GimmeCredit analyst Philip C. Adams said in a report before the merger was announced that although Valero credit is trading tight, he still sees value in the paper. He noted that, in addition to a nice earnings report from Valero, crude oil futures closed last week with the biggest weekly increase for the contract closest to expiration since last December and gasoline futures marked the largest one-week rise since September 2003.

"While there's probably some short-term seasonal factors at play, the prognosis appears to be for continued good refining margins, especially for refiners such as VLO who can take advantage of the large discount for heavy and sour crude oil," Adams said in the report.

"Valero's 4.75% notes due 2013 are trading at 69 basis points over the 10-year Treasury (Z-spread 37), about where they were when we first recommended a buy [Feb.7]. The 7.5% notes due 2032 traded recently at 122 basis points over the long bond (Z-spread 80). We continue to see value in this name."

GM recall

General Motors Corp. announced the recall of more than 2 million vehicles on Monday.

Of the overall total, about 1.5 million full-size sport utility vehicles and pickup trucks mostly sold in the United States, are being called back to the shop to fix the seat belt positioning in the rear seats.

The GM converts snapped back, losing up to a quarter point.

Burnham Securities analyst David Healy predicted the move could cost General Motors between $100 million and $200 million.

Ford was lower Monday, too, as Lehman Brothers Inc. lowered its estimates for both GM and Ford. Meanwhile, there was a sharp advance seen in stocks of Japanese automakers.

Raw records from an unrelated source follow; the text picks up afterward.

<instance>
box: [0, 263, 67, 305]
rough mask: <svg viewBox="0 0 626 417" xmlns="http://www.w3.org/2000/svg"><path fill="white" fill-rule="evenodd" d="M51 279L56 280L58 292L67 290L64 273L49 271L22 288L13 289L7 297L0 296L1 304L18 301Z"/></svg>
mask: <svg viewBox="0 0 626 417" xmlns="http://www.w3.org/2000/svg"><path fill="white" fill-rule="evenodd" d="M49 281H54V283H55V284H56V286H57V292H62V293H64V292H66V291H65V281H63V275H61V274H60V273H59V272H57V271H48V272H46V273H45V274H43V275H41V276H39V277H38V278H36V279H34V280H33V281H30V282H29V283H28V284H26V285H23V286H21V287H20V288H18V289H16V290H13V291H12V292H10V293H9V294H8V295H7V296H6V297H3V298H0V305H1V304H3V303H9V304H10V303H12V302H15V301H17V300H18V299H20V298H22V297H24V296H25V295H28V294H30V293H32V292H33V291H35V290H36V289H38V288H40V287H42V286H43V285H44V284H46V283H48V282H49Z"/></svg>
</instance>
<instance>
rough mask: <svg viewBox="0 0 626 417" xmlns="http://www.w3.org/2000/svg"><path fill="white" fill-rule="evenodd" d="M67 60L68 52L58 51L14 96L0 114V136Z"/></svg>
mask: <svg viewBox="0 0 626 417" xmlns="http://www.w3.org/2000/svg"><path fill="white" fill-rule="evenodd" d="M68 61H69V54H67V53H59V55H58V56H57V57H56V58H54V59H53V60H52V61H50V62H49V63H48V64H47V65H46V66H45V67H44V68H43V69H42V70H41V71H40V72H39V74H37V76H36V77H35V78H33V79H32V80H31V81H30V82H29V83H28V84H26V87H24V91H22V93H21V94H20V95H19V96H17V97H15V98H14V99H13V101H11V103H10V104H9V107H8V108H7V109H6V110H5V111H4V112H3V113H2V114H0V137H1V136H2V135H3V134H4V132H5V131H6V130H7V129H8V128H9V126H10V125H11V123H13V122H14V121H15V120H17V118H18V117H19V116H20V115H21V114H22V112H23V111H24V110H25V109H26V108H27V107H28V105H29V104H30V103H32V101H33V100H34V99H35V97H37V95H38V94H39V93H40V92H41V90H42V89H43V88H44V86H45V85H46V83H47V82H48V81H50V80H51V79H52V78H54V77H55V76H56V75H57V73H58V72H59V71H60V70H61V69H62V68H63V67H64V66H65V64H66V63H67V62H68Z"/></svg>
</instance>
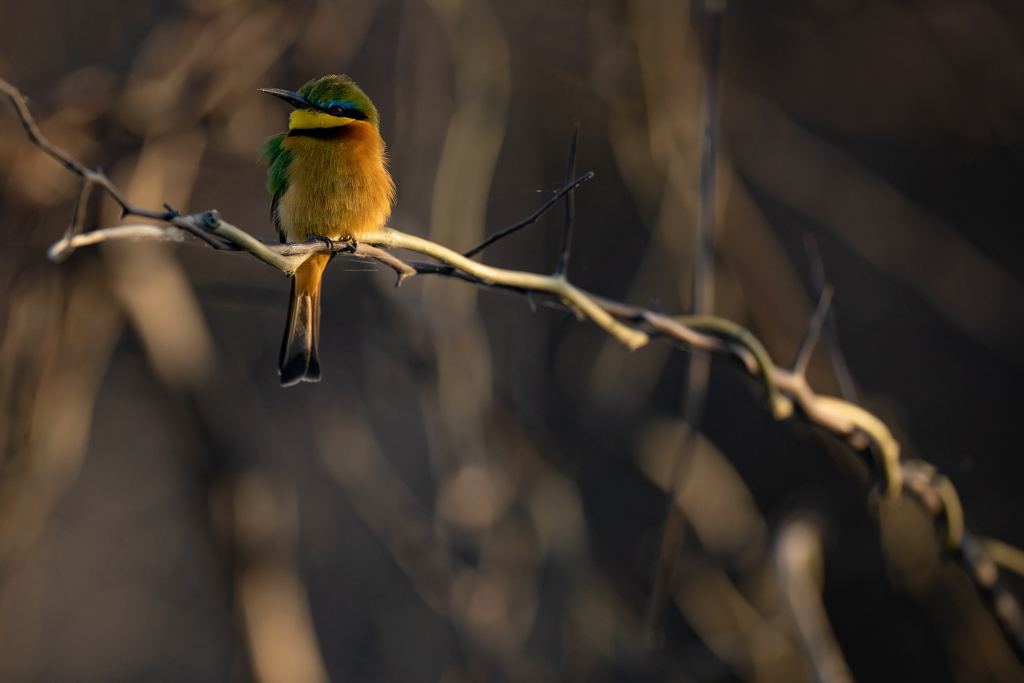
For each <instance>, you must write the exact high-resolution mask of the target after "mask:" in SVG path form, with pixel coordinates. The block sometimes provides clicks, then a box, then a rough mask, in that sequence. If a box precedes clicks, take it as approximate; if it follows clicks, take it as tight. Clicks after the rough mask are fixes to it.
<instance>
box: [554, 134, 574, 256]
mask: <svg viewBox="0 0 1024 683" xmlns="http://www.w3.org/2000/svg"><path fill="white" fill-rule="evenodd" d="M579 141H580V122H579V121H577V122H575V126H574V127H573V128H572V142H571V144H569V159H568V161H567V162H566V163H565V186H566V187H569V190H568V193H567V194H566V196H565V231H564V232H563V233H562V251H561V253H560V255H559V256H558V263H556V264H555V275H562V276H564V275H565V272H566V271H567V270H568V267H569V250H570V249H571V248H572V227H573V226H574V225H575V190H573V189H572V188H571V187H570V186H569V185H570V182H571V181H572V178H573V177H574V176H575V152H577V145H578V143H579Z"/></svg>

Lehman Brothers believes GM's decision not to provide an outlook for 2005 means the company will lose money for the year, and reflects the need for more significant production cuts and pricing actions. Analyst Darren Kimball now expects the automaker to lose 70 cents a share in 2005 vs. his prior forecast of a profit of 30 cents a share. He reiterated his underweight rating, but cut his stock price target to $20 from $25. Kimball thinks the company is moving closer to acknowledging a crisis, which may lead it to cut its dividend in half.

For Ford, Kimball also cut his 2005 earnings estimate to $1.20 a share from $1.40 and his stock price target to $10 from $11 due to industry concerns, but kept his rating at equal weight.